11 ans ! ce n'est plus du déterrage c'est de l'archéologie numérique  D4
Utile cependant !

Thierry a écrit:

Histoire du paysage français est un livre de Jean-Robert Pitte : 350 pages d'informations et de réflexions, toujours claires et stimulantes.

http://img490.imageshack.us/img490/1558/pittepz0.jpg

Pierre Chaunu remarquait qu'il y a peu de pays, et peut-être aucun, où il y ait autant de morts au kilomètre carré qu'en France, à cause de l'origine très ancienne des établissements humains. Les activités humaines ont donc, plus qu'ailleurs, marqué, transformé de manière multiple chacun des territoires français, palimpseste en constante évolution.

Or l'époque actuelle, dit Jean-Robert Pitte dans la conclusion de ce livre,  « s'accroche au paysage comme à un point d'ancrage, lui refusant de plus en plus l'évolution de peur de ne savoir l'enrichir ».

C'est l'un des intérêts de ce livre qui en a beaucoup : montrer l'ambigüité de la vision du paysage par les Français.

Il présente une vision d'ensemble de l'évolution du paysage français dans toutes ses composantes depuis l'époque préhistorique : forêts, cours d'eau, champs, routes mais aussi villages et villes. Il montre comment les activités humaines, les décisions politiques, les transformations sociales, les évolutions du goût ont effacé, remodelé, enrichi le paysage : agriculture (de l'open field au bocage, du bocage au remembrement), industries, génie civil...

En bon PSSien, je regrette une vision un peu sommaire de l'urbanisme moderne, qui n'est manifestement pas sa spécialité (sur le thème : les tours, c'est moche). Mais l'étude des villes au cours des siècles (tissu urbain, architecture, urbanisme), qui doit faire à peu près la moitié du volume, est tout à fait instructive.

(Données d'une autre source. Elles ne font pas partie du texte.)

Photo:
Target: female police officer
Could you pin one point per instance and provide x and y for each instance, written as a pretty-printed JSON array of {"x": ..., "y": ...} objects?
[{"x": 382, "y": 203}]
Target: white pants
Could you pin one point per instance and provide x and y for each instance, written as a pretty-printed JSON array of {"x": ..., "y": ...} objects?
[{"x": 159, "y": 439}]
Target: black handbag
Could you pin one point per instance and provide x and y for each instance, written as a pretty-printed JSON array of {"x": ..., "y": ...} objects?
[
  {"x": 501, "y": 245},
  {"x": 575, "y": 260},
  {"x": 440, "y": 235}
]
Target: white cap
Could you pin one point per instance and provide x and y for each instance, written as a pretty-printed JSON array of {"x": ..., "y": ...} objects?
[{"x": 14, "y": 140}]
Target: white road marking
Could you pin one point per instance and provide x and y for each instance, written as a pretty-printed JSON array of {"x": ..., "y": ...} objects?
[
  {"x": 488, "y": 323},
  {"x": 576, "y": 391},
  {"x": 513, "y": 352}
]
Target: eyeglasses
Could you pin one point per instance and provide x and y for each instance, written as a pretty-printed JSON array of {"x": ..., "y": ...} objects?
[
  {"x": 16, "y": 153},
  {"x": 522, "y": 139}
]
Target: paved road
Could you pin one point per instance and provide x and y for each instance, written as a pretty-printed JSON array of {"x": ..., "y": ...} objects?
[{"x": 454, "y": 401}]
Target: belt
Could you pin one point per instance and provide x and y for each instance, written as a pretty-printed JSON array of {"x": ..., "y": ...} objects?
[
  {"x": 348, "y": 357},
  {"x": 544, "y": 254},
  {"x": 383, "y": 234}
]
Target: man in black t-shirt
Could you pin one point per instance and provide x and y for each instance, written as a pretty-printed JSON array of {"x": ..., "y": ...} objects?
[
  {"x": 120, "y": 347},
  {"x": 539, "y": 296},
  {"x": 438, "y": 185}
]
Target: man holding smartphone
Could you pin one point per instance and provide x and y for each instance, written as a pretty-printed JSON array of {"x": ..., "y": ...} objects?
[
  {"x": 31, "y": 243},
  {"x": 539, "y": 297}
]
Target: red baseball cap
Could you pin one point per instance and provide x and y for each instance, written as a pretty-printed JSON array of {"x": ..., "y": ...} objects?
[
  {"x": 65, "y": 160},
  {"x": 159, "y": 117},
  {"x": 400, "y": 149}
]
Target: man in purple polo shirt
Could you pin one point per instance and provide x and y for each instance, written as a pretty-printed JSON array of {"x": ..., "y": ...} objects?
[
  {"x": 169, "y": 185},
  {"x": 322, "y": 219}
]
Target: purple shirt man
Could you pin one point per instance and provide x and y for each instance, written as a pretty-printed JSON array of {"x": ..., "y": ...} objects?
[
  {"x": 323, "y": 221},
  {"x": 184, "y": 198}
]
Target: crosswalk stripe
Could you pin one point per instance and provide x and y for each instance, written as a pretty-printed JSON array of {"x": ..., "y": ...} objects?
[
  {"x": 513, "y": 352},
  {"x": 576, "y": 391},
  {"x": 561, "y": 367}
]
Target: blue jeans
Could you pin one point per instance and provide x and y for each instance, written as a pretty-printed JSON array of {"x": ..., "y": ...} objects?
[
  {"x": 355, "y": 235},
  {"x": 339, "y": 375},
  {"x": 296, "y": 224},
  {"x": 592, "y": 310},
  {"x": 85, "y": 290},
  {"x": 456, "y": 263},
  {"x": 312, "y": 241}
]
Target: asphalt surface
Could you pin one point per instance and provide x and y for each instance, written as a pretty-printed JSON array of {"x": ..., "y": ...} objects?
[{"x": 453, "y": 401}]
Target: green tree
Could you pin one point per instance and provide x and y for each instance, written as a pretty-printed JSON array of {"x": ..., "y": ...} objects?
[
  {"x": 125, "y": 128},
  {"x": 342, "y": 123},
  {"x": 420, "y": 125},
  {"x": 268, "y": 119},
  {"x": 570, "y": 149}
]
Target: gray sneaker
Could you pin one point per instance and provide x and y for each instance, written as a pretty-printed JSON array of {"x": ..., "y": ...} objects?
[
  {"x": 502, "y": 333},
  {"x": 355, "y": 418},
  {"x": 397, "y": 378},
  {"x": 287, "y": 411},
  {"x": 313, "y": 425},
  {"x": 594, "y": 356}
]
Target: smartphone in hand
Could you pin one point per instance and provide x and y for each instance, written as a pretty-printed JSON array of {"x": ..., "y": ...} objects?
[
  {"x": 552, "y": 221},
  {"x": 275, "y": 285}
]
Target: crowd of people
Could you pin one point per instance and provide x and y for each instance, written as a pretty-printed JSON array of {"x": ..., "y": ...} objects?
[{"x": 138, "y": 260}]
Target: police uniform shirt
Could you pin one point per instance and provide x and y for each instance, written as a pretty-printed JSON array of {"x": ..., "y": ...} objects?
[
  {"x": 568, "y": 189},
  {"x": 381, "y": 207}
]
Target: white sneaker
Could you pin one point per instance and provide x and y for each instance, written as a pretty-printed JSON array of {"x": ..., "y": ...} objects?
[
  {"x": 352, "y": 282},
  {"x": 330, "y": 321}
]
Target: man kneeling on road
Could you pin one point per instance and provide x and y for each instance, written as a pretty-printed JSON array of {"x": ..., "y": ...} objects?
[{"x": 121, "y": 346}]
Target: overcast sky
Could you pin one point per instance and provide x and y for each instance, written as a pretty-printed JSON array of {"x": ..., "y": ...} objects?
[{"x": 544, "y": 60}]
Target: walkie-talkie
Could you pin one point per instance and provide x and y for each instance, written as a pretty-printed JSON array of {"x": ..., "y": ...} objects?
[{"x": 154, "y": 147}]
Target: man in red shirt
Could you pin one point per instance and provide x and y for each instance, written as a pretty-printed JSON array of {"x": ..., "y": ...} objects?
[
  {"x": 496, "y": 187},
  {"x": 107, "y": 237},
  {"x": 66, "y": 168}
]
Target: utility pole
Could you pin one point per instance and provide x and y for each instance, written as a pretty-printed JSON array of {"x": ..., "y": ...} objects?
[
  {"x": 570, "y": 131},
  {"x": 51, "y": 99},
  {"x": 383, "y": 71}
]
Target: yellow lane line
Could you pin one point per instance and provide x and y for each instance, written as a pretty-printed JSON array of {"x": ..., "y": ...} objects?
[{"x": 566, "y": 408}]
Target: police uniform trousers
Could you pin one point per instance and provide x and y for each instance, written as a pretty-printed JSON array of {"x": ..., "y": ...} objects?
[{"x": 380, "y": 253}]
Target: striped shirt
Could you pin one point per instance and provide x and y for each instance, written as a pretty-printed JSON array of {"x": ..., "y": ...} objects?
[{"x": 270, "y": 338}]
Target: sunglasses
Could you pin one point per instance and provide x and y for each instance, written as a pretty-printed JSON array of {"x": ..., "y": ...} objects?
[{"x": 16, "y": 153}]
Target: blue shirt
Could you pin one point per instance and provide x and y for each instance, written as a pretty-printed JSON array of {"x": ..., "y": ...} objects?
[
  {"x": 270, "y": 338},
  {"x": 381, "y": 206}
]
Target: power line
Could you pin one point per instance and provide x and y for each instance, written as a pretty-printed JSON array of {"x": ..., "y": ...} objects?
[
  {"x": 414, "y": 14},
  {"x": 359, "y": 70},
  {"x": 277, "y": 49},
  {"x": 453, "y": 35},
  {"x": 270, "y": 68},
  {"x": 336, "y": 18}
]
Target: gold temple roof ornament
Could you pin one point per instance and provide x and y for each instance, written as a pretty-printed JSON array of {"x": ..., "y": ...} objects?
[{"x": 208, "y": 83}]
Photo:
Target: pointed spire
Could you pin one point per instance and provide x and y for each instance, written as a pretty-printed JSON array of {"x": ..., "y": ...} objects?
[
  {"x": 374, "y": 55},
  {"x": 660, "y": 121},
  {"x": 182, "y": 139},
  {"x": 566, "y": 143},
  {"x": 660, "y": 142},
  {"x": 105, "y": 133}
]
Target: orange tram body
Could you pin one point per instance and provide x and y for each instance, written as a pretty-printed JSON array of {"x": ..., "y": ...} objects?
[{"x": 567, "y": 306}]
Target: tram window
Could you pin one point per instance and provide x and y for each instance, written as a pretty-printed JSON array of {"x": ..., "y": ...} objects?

Il oppose ainsi plusieurs périodes :

- l'urbanisme romain, basé sur un quadrillage dont la vocation est certes utilitaire, mais aussi spirituelle ; l'axe principal ou decumanus prend la direction du soleil levant le jour où le fondateur trace le fossé qui va enclore la ville. Les cimetières sont mis à l'écart.

- l'urbanisme médiéval, dans lequel le tissu urbain existant, s'il existe, se perd peu à peu dans l'accumulation des maisons et des voies tortueuses. Les cimetières servent de lieux de réunion, la ville n'a rien de sacré.

- l'urbanisme moderne (voire, dès le Moyen Âge, les bastides du Sud-Ouest) qui reprend le quadrillage antique mais sans cette vocation spirituelle qui, selon l'auteur, est fondamentale : sur ce point comme sur beaucoup d'autres (par exemple le goût pour le blanc, alors que les Antiques coloriaient leurs statues et leurs temples), la Renaissance n'a retrouvé que l'apparence de l'Antiquité et a constitué son propre paradigme.

Bref, c'est à la fois un livre passionnant à lire du début à la fin, comme je l'ai fait, et un livre de référence à conserver dans sa bibliothèque !

Je plussoie l'avis de Thierry, très bon livre ! si bon nombre de gens savaient s'enrichir de ces lectures, les débats portant sur les aménagements d'infrastructures seraient autrement plus intéressants que la bête opposition de principe telle qu'elle est trop souvent la règle. Les paysages pour leur grande majorité en France sont faits de la main de l'Homme et n'ont jamais été immuables, il n'y a plus rien d'originel, l'Homme est passé partout et est intervenu partout.